Das war und ist nach all dem Getöse der vergangenen Wochen, dem "Machogehabe" der gewesenen FPÖ-Führung und dem öffentlichen Scheitern des "Reformprojekts" des jungen Kanzlers endlich einmal eine gute Nachricht.

Zudem kann Bierlein in den kommenden Monaten, zumindest nach den Zahlen der Statistik Austria, auf einen gewissen Solidarisierungseffekt zählen: 710.707 Frauen über 70 (Stand Jänner 2019) leben derzeit in Österreich, das sind 15 Prozent oder jede Sechste der insgesamt 4,5 Millionen Frauen – das sind mehr, als Graz und Linz gemeinsam Einwohner haben. Das mag, neben ihrer erfrischend wirkenden Nicht-Politikerinnen-Art, auch eine Rolle gespielt haben für den Achtungserfolg der damals 70-jährigen Ex-Höchstrichterin Irmgard Griss bei der Präsidentschaftswahl 2016.

Brigitte Bierlein (69): Mischung aus Erfahrung, Wissen, Gelassenheit und Coolness.
Foto: Robert Newald

Überhaupt: Es ist ja nicht das erste Mal, dass eine ältere Frau die Republik aus einer schwierigen Situation heraushaut. Die ehemalige Notenbankpräsidentin Maria Schaumayer war jugendliche 69, als sie im Jahr 2000 vom damaligen Kanzler Wolfgang Schüssel zur Regierungsbeauftragten für die Entschädigung der Zwangsarbeiter unter dem NS-Regime ernannt wurde.

Schaumayer, 2013 verstorben, machte damals einen hervorragenden Job. 132.000 ehemalige Zwangsarbeiter erhielten nach jahrzehntelanger Verweigerung der Republik Österreich endlich eine Entschädigung, der Österreichische Fonds für Versöhnung, Frieden und Zusammenarbeit wurde eingesetzt – und das unter EU-Sanktionen peinlich bewegte, schwarz-blau regierte Österreich erlebte einen internationalen Achtungserfolg.

Und sie blamierte damit den Opferanwalt Ed Fagan, der öffentlich gewettert hatte: "Warum setzt mir Österreich eine alte Frau vor?" Fagan flog ein paar Jahre später übrigens auf, weil er mit einer minderjährigen Prostituierten zugange war – mittlerweile wurde ihm die Anwaltslizenz entzogen.

Glück ist eine Entscheidung

Was aber zeichnet Frauen fortgeschrittenen Alters aus? Warum können sie vielleicht mitunter mehr bewegen, als es Jüngere könnten? Da ist zunächst einmal Gelassenheit: Wer schon viel erlebt, viele Krisensituationen in seinem Leben bewältigt und auch manche Niederlage eingesteckt hat, den oder die wirft so schnell nichts mehr um.

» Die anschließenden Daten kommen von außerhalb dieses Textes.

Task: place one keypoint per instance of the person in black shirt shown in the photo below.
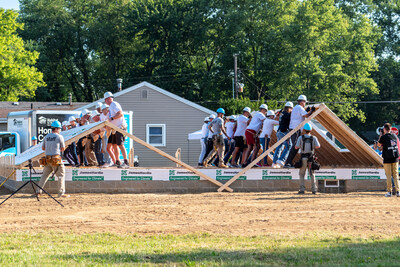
(390, 154)
(284, 120)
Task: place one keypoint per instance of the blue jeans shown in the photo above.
(287, 145)
(228, 153)
(264, 142)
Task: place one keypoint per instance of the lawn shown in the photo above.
(60, 248)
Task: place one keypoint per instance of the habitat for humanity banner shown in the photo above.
(142, 174)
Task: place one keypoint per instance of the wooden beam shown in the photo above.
(162, 153)
(321, 107)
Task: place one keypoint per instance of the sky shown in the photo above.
(9, 4)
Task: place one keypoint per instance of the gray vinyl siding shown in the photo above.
(180, 120)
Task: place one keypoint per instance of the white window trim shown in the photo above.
(164, 135)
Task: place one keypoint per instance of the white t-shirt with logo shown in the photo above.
(268, 127)
(241, 125)
(256, 122)
(297, 116)
(115, 107)
(230, 126)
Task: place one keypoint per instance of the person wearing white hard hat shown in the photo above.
(217, 128)
(230, 127)
(240, 142)
(117, 139)
(98, 107)
(105, 133)
(299, 114)
(265, 136)
(283, 129)
(204, 133)
(307, 143)
(252, 135)
(209, 142)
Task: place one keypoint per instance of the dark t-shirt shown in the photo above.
(284, 121)
(390, 151)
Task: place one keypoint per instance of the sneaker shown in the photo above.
(280, 162)
(123, 166)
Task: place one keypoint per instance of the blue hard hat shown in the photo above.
(221, 110)
(56, 124)
(307, 127)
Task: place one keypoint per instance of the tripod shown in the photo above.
(33, 183)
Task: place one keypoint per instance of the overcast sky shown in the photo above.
(9, 4)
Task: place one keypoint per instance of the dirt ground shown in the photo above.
(216, 213)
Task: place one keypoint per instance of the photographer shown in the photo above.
(308, 144)
(390, 154)
(299, 114)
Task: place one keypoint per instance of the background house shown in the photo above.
(162, 119)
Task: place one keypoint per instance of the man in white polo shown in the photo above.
(298, 115)
(116, 138)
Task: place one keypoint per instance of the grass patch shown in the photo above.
(55, 249)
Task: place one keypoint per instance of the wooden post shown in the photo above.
(234, 178)
(178, 156)
(162, 153)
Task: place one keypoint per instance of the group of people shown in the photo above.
(101, 148)
(235, 141)
(248, 135)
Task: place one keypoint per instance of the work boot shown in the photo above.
(222, 165)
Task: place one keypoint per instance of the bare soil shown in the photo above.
(216, 213)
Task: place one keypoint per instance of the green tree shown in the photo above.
(18, 76)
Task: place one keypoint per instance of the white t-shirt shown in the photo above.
(268, 126)
(115, 107)
(241, 125)
(204, 130)
(256, 122)
(104, 117)
(297, 116)
(230, 126)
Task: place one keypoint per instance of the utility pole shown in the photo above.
(235, 77)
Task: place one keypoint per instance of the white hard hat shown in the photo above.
(85, 112)
(289, 104)
(108, 94)
(247, 109)
(302, 98)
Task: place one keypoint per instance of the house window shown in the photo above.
(155, 134)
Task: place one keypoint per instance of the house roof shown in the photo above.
(7, 107)
(156, 88)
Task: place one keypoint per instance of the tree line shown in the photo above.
(334, 51)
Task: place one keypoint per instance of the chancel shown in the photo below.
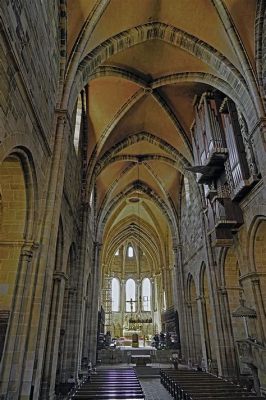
(132, 199)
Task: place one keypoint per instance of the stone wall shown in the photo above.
(32, 32)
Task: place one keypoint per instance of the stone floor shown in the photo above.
(154, 390)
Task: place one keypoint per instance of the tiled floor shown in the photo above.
(154, 390)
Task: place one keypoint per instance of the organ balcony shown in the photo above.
(224, 217)
(209, 145)
(240, 166)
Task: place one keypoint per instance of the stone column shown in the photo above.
(51, 351)
(201, 312)
(229, 345)
(258, 141)
(181, 304)
(259, 307)
(67, 365)
(48, 234)
(95, 302)
(19, 326)
(82, 286)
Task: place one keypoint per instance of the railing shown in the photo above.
(252, 352)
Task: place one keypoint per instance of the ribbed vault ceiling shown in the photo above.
(143, 61)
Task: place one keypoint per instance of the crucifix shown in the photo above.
(131, 302)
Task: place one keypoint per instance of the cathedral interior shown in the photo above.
(132, 188)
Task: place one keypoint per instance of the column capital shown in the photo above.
(60, 275)
(222, 290)
(28, 248)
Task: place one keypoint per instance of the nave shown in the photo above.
(132, 191)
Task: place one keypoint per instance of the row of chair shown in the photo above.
(197, 385)
(111, 384)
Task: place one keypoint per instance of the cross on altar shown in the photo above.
(131, 302)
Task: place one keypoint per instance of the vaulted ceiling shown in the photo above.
(143, 62)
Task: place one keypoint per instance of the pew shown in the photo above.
(198, 385)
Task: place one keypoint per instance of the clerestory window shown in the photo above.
(115, 294)
(146, 294)
(130, 295)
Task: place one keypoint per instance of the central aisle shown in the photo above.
(154, 390)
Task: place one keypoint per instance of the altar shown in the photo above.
(141, 359)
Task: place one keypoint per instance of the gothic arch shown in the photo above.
(140, 186)
(253, 229)
(174, 36)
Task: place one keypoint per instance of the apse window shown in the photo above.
(78, 124)
(187, 191)
(115, 294)
(91, 198)
(146, 294)
(164, 300)
(130, 295)
(130, 252)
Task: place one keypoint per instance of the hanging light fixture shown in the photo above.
(244, 312)
(137, 320)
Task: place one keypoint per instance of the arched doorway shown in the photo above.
(195, 352)
(17, 206)
(208, 323)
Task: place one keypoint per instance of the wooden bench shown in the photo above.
(196, 385)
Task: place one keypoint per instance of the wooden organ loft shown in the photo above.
(224, 163)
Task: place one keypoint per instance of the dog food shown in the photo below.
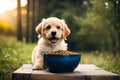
(62, 52)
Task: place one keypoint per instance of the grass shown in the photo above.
(14, 54)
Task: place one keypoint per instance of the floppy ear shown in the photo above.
(66, 30)
(39, 28)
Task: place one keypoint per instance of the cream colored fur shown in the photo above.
(45, 44)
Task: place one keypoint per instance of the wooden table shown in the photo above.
(82, 72)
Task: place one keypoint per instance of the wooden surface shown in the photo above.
(82, 72)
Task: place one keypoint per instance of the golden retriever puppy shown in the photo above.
(52, 35)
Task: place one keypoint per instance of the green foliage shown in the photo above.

Man geht mit Übersicht und innerer Ruhe zur Sache – es hilft ja nicht, das ganze Hyperventilieren. Der deutsche Philosoph Wilhelm Schmid beschreibt diese "Art of Aging" in seinem Band Gelassenheit. Was wir gewinnen, wenn wir älter werden.

Die US-Psychologin Mary Pipher geht noch einen Schritt weiter. Entgegen allen Vorurteilen und Klischees seien Amerikas ältere Frauen die glücklichste Bevölkerungsgruppe, sie hätten gelernt, netter zu sich selbst zu sein – aber auch ehrlicher und authentischer. Das Glück älterer Frauen sei eine bewusste Entscheidung.

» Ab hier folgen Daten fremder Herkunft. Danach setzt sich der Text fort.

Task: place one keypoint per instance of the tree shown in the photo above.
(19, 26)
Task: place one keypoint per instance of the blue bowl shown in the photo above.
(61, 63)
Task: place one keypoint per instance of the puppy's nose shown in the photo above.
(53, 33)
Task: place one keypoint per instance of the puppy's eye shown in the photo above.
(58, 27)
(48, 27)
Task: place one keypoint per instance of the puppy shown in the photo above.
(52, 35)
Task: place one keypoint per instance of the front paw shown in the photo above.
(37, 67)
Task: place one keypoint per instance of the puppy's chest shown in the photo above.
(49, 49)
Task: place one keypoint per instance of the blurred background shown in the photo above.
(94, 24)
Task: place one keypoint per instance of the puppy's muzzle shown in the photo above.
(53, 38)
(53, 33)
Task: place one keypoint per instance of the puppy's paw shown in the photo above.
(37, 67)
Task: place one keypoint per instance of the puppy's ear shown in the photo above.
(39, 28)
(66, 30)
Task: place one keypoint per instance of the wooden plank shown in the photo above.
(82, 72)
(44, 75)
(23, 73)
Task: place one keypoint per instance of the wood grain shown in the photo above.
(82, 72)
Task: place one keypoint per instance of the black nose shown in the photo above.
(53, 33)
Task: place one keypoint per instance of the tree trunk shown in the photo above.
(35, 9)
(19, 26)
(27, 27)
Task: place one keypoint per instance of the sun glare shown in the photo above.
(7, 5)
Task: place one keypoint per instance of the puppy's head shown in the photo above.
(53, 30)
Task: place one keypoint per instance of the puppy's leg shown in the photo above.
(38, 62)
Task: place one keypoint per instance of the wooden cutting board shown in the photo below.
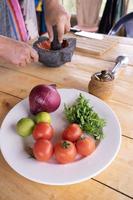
(94, 46)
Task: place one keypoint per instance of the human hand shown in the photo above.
(55, 14)
(16, 52)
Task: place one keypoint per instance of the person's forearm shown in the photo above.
(51, 3)
(3, 41)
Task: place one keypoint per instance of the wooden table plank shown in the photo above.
(17, 186)
(119, 174)
(117, 180)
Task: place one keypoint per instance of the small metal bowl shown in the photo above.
(55, 58)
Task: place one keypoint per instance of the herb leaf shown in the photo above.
(82, 113)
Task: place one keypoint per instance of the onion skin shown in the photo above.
(44, 98)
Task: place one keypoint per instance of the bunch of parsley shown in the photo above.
(82, 113)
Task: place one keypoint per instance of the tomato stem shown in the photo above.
(65, 144)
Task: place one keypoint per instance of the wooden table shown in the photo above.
(116, 182)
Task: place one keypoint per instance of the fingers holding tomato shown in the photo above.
(65, 151)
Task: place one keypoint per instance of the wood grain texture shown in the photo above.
(117, 180)
(95, 47)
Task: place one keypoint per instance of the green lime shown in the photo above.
(25, 126)
(43, 117)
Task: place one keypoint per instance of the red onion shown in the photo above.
(44, 98)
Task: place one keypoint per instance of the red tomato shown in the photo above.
(72, 132)
(65, 151)
(85, 146)
(43, 130)
(43, 150)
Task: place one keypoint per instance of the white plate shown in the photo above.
(52, 173)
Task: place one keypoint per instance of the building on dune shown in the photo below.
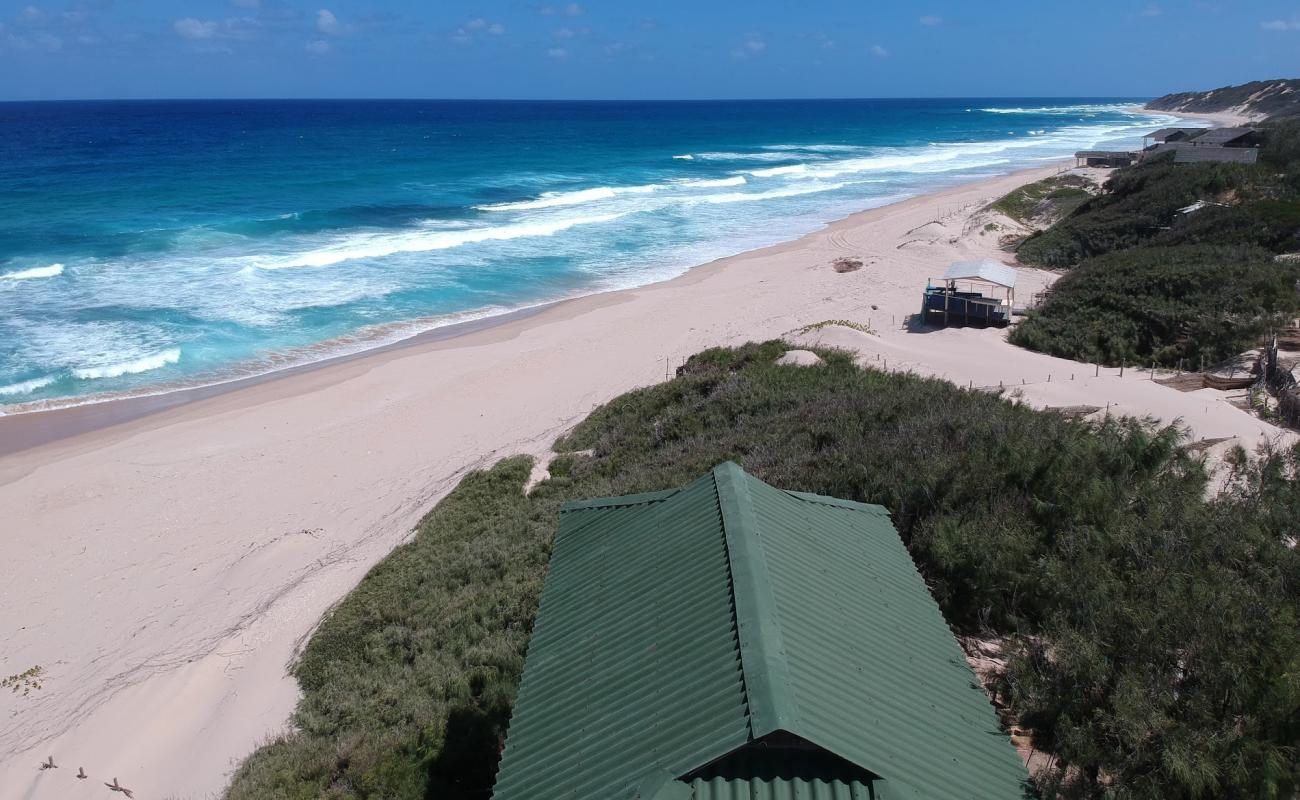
(731, 640)
(1188, 145)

Ex-Höchstrichterin Irmgard Griss (73).
Foto: APA / Georg Hochmuth

Freilich entsprechen jene Frauen, die nun sichtbar mit Siebzig Erfolge feiern, jenem Bild, das eine Mehrheit der Menschen von gebildeten, wohlhabenden, eleganten älteren Damen hat. Von Nancy Pelosi über Glenn Close – bis hin zur neuen österreichischen Kanzlerin: Keine dieser Frauen fällt aus diesem Rahmen.

Das sei denn auch der große Unterschied zwischen Männern und Frauen, schreibt die Journalistin und Feministin Bascha Mika in ihrem Buch Mutprobe – Frauen und das höllische Spiel mit dem Älterwerden. Sie stellt die Frage: "Wäre ein Bond Girl im Alter des jeweiligen James-Bond-Darstellers denkbar?"

Es mag sein, dass sich am Ende, wenn man alles genau durchdenkt, doch nicht allzu viel geändert hat. Der französische Philosoph François de la Rochefoucauld schrieb im 17. Jahrhundert sehr apodiktisch: "Das Alter ist die Hölle der Frauen."

Mag sein, dass da heute noch etwas dran ist. Aber zumindest sind sie dort nicht allein – sondern in Gesellschaft vieler anderer toller Frauen. (Petra Stuiber, 1.6.2019)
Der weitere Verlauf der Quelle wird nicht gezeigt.